You can check that the keyspace exists with:

DESC KEYSPACES;

Exit the CQL console (EXIT + Enter), go back to this repo's root dir (you should have cloned it earlier to /some/directory/cassio-website/), then run this script, which will populate the local database with sample tables occasionally used by some of the examples you'll encounter:

# adjust the path as needed
/home/user/myCqlsh/cqlsh-astra/bin/cqlsh \
    -k cassio_tutorials \
    -f setup/provision_db/write_sample_data.cql

Use the local Cassandra in the code

Your local Cassandra is ready to support all examples.

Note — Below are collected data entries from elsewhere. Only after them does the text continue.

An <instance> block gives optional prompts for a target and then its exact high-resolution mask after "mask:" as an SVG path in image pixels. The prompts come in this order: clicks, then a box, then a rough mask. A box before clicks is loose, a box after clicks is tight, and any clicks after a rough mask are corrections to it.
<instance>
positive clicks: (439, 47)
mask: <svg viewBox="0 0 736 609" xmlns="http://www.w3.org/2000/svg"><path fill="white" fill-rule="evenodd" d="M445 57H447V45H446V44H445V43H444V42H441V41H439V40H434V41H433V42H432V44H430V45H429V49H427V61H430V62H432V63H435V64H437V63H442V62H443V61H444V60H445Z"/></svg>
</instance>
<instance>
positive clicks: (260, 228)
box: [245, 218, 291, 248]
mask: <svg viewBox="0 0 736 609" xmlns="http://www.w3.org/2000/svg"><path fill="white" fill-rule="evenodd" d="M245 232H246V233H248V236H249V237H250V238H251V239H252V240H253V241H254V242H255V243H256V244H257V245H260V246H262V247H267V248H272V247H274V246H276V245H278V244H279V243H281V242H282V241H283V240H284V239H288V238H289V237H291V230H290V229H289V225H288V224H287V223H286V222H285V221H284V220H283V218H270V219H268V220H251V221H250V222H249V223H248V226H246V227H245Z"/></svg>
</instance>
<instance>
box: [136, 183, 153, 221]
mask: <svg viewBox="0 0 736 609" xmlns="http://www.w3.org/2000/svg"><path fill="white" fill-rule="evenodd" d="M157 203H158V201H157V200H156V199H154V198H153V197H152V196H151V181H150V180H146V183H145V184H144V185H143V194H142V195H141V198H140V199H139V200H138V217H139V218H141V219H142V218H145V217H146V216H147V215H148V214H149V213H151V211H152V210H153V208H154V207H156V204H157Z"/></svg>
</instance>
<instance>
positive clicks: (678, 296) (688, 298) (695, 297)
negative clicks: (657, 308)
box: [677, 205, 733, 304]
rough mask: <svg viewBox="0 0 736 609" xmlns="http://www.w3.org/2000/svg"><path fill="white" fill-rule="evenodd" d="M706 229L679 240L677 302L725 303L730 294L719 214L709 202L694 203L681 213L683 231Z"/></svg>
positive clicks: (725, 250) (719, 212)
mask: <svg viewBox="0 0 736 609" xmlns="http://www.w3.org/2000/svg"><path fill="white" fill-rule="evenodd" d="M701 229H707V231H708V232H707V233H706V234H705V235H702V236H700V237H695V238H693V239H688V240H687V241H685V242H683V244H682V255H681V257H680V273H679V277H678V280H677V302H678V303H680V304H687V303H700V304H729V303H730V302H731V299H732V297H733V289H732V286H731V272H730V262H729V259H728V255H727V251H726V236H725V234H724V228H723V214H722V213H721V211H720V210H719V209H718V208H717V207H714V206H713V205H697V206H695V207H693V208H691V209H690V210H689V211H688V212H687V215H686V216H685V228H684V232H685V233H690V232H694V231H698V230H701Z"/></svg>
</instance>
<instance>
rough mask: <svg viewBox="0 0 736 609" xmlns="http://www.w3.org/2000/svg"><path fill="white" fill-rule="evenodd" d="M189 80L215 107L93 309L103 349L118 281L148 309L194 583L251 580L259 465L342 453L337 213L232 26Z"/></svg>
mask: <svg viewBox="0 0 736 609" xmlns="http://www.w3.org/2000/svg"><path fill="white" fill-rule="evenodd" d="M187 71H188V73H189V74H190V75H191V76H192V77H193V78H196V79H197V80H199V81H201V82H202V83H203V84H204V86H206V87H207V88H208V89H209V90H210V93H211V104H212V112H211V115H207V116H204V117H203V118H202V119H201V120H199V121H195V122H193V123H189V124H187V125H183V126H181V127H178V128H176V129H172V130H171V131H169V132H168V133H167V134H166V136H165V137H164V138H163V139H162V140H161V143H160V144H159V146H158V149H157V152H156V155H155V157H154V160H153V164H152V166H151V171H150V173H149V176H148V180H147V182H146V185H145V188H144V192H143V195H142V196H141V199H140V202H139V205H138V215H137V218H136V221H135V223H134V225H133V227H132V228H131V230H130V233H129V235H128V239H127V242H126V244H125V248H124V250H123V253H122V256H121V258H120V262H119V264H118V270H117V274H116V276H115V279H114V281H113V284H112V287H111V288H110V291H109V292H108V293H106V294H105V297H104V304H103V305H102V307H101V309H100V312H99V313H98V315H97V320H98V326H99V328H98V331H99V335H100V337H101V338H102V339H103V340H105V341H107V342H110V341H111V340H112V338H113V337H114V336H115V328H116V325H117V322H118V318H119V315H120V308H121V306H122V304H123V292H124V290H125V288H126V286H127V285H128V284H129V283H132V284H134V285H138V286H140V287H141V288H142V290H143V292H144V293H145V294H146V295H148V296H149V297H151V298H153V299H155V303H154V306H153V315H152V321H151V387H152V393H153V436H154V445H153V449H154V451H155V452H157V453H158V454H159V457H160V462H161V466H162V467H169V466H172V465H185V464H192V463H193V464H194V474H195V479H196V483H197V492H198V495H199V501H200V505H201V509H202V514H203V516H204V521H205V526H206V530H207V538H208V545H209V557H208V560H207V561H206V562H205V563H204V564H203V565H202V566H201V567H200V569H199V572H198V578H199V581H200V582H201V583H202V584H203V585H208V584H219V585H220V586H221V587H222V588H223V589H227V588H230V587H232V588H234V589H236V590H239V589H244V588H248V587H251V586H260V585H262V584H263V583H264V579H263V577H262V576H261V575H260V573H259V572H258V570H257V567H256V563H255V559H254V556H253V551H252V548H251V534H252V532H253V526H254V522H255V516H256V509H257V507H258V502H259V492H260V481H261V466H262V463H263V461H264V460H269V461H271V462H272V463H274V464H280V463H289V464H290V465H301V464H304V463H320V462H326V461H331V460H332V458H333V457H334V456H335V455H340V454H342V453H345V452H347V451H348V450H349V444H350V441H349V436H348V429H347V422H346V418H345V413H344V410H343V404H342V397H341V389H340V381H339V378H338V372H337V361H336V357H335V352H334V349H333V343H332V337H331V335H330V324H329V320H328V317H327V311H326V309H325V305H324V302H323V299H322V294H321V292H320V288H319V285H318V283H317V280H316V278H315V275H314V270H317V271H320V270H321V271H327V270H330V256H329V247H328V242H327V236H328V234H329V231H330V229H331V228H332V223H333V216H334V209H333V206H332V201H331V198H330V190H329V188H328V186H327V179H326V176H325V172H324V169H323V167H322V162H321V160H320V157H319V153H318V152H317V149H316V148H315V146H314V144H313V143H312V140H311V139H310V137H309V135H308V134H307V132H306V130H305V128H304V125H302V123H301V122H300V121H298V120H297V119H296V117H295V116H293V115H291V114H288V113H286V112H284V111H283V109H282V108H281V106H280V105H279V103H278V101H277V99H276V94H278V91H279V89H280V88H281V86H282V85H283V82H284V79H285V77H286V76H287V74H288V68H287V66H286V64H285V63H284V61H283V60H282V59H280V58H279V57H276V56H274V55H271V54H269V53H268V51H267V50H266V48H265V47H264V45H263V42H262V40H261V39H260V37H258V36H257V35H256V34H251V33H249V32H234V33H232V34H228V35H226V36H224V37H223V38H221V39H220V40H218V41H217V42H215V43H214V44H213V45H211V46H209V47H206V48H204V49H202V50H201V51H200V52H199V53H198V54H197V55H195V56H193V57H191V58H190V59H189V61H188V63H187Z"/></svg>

The only remaining thing is to make sure the Session object used in the code is a connection to your local database: how exactly this is achieved depends on the framework you use.

With Langchain, for example, you can simply use the provided getCQLSession and getCQLKeyspace functions making sure you pass the parameter mode="local" when calling them.

More generally, you can build a connection to the local Cassandra with Python code similar to the following:

from cassandra.cluster import Cluster

cluster = Cluster()
session = cluster.connect()

the session object, along with the keyspace name (a string), can then be used e.g. in the cassio.init(...) invocations, or when instantiating individual objects, exactly in the same way as you would a connection to Astra DB (see the drivers documentation for more options).